A Start

President Donald Trump (R), after the latest telecon with Ukrainian President Volodymyr Zelenskyy, which came after the his latest telecon with Russian President Vladimir Putin, who followed that telecon with a large drone and missile attack on Ukraine’s civilian housing and infrastructure, has said defensive weapons shipments to Ukraine will resume.

It’s a start, but it’s insufficient. The best defense is a good offense, and that’s even more true in combat than it is in football. With the barbarian forced to defend, to react to Ukrainian moves—at the least to divert resources away from offense to reaction and defense—the barbarian’s attacks will at the least lessen.
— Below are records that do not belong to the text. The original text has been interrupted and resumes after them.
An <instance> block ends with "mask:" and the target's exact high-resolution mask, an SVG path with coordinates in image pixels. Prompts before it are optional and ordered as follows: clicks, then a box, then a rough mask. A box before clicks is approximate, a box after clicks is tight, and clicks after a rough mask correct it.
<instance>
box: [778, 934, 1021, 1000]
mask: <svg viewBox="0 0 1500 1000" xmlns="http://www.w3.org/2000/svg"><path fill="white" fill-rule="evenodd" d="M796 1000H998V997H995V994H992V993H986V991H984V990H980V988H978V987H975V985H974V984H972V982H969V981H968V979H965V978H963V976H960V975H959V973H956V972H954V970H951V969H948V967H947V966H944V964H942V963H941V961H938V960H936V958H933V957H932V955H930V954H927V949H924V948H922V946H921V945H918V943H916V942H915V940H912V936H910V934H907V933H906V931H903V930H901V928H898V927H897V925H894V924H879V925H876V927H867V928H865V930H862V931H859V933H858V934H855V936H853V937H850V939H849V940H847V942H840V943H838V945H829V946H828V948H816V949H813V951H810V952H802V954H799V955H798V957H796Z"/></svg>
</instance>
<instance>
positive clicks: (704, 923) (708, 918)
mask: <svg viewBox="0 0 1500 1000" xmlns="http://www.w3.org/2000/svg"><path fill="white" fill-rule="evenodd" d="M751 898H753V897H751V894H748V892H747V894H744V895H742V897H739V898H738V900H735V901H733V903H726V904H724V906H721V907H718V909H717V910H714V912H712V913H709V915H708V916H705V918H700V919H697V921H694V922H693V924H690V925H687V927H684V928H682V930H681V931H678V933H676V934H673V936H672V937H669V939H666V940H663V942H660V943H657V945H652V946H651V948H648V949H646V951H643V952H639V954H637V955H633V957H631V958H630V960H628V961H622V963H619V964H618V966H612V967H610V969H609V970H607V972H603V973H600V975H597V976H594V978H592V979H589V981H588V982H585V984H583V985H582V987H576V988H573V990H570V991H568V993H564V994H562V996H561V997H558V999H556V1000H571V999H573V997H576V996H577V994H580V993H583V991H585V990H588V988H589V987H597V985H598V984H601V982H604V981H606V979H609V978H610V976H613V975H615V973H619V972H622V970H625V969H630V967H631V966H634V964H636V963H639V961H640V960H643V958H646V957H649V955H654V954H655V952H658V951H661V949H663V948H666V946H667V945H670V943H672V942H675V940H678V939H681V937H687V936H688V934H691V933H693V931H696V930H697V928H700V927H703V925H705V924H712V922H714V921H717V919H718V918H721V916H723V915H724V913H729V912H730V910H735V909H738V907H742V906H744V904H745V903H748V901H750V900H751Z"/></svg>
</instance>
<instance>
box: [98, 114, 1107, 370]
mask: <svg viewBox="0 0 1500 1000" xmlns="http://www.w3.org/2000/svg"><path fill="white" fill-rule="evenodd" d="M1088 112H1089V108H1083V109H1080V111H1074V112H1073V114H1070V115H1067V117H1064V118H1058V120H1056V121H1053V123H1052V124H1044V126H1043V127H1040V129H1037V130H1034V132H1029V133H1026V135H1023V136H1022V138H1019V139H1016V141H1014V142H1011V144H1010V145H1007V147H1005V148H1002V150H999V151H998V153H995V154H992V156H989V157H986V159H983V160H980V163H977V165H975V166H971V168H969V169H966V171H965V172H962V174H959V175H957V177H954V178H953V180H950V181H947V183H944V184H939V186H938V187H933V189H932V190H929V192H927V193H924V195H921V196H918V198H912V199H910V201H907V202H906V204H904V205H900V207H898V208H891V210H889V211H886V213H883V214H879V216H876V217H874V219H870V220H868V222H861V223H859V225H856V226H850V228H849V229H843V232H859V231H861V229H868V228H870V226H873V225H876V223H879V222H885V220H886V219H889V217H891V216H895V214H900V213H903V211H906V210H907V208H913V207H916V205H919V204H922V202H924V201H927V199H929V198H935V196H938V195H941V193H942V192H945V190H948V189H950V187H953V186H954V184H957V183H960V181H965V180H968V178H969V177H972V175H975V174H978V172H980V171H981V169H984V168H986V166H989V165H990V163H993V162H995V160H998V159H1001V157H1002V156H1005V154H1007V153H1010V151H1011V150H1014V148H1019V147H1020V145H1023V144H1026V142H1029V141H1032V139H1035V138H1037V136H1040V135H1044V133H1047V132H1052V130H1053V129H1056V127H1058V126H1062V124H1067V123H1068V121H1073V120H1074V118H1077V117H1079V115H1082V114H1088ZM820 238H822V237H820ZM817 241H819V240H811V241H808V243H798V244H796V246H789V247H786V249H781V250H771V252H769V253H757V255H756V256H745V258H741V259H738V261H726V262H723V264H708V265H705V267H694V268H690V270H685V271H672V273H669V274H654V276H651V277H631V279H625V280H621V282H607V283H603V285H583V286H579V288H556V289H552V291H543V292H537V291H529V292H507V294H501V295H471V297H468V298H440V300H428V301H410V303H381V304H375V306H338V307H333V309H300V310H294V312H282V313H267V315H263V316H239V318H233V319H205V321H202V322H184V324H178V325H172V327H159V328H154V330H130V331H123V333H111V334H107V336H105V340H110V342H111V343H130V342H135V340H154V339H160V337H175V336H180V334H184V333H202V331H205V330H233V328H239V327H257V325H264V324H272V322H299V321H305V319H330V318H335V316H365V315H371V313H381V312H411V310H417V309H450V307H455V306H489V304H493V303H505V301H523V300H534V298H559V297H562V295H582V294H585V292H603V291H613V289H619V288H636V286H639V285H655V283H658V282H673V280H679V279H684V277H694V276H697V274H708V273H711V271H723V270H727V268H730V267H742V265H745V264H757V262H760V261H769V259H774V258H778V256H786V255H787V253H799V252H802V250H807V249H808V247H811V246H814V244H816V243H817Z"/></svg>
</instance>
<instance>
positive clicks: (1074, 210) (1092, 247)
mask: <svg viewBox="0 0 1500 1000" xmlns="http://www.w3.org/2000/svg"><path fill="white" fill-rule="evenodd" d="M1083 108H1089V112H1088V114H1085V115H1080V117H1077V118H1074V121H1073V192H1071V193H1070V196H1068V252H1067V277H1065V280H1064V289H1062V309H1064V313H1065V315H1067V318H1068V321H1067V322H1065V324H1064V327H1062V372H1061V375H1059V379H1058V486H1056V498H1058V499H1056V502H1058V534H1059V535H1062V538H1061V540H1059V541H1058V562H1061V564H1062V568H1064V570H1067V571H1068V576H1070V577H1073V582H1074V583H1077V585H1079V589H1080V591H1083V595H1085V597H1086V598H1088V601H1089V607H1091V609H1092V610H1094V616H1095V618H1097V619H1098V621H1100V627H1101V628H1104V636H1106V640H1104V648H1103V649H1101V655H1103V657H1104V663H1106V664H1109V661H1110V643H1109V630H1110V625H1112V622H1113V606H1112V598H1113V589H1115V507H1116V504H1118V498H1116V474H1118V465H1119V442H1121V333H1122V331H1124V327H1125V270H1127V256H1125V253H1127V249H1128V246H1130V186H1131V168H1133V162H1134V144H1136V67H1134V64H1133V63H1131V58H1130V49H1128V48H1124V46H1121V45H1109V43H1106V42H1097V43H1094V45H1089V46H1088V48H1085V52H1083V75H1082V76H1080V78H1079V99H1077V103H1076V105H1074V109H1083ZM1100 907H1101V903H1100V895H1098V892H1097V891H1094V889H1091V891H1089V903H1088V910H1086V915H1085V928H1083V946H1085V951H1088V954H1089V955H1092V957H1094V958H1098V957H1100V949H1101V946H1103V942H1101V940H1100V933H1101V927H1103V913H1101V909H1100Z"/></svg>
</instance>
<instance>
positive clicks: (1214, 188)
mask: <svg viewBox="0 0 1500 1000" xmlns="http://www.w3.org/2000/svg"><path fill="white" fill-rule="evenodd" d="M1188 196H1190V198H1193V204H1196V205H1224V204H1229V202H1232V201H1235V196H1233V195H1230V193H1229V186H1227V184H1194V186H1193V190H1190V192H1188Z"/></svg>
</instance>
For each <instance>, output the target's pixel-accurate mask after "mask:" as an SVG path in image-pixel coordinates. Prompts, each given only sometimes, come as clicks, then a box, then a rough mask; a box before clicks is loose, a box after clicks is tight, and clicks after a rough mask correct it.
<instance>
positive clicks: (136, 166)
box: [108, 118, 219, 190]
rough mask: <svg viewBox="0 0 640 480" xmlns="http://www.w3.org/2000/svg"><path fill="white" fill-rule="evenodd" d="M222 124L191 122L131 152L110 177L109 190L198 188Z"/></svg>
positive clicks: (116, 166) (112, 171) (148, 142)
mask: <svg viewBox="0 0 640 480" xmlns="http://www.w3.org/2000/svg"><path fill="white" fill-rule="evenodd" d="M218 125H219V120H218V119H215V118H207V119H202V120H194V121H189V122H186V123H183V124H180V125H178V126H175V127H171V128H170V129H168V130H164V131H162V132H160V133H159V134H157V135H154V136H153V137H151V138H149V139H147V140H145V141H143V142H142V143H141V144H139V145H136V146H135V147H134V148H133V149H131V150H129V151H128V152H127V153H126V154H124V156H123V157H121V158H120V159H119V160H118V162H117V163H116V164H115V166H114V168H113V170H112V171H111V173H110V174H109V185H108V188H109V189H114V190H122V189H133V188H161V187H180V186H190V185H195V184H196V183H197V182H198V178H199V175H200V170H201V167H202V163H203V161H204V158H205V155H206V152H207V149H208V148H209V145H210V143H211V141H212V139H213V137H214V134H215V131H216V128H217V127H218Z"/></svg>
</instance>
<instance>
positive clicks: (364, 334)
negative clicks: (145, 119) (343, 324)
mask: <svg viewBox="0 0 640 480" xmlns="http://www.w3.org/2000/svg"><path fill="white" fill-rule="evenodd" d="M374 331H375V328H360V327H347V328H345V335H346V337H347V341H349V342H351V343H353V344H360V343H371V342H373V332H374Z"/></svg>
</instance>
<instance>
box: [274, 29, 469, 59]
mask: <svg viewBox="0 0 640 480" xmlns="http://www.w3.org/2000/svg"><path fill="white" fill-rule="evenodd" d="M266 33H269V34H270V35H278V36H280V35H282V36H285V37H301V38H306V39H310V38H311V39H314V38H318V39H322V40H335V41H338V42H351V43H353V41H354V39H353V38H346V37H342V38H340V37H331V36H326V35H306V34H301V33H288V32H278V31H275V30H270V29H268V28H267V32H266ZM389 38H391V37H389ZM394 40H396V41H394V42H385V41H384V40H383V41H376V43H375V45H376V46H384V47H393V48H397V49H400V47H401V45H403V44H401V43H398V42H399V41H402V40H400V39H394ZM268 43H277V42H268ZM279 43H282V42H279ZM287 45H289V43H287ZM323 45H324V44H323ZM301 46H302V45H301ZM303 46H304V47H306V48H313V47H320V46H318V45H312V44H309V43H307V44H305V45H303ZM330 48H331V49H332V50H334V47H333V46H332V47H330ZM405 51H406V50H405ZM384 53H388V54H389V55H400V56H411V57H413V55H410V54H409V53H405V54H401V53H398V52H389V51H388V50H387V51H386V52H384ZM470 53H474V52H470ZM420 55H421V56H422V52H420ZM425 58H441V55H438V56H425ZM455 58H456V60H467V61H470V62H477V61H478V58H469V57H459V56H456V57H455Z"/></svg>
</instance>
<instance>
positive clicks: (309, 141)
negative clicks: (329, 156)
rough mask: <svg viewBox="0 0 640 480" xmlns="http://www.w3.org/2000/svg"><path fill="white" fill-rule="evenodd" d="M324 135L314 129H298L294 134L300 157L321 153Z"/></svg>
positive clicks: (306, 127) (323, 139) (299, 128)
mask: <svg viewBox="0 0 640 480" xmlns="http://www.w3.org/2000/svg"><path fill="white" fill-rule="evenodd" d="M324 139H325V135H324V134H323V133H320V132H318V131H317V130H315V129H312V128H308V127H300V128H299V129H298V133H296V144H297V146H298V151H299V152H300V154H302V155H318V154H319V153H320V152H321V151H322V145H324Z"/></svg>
From that, we—the US and Europe’s nominally West-aligned nations—need to send Ukraine offensive weapons, also, in the numbers and at the rates the UA says they need them. If Ukraine can reach inside Russia at depth and strike railroad nodes and naval ports, ammunition and fuel supplies, troop massings, bomber and fighter bases, the barbarian will have a much harder time moving those troops, aircraft, and consumables (keeping in mind the redundancy, in Putin’s mind, of troops and consumables) into positions from which to attack.

That increases Ukraine’s ability to win the barbarian’s war rather than endlessly bleed from defending. UA’s successful attack on a number of bases hosting the barbarian’s strategic bomber fleet does seem to have lessened, at least relatively, the ratio of air-to-surface missiles to drones in subsequent attacks.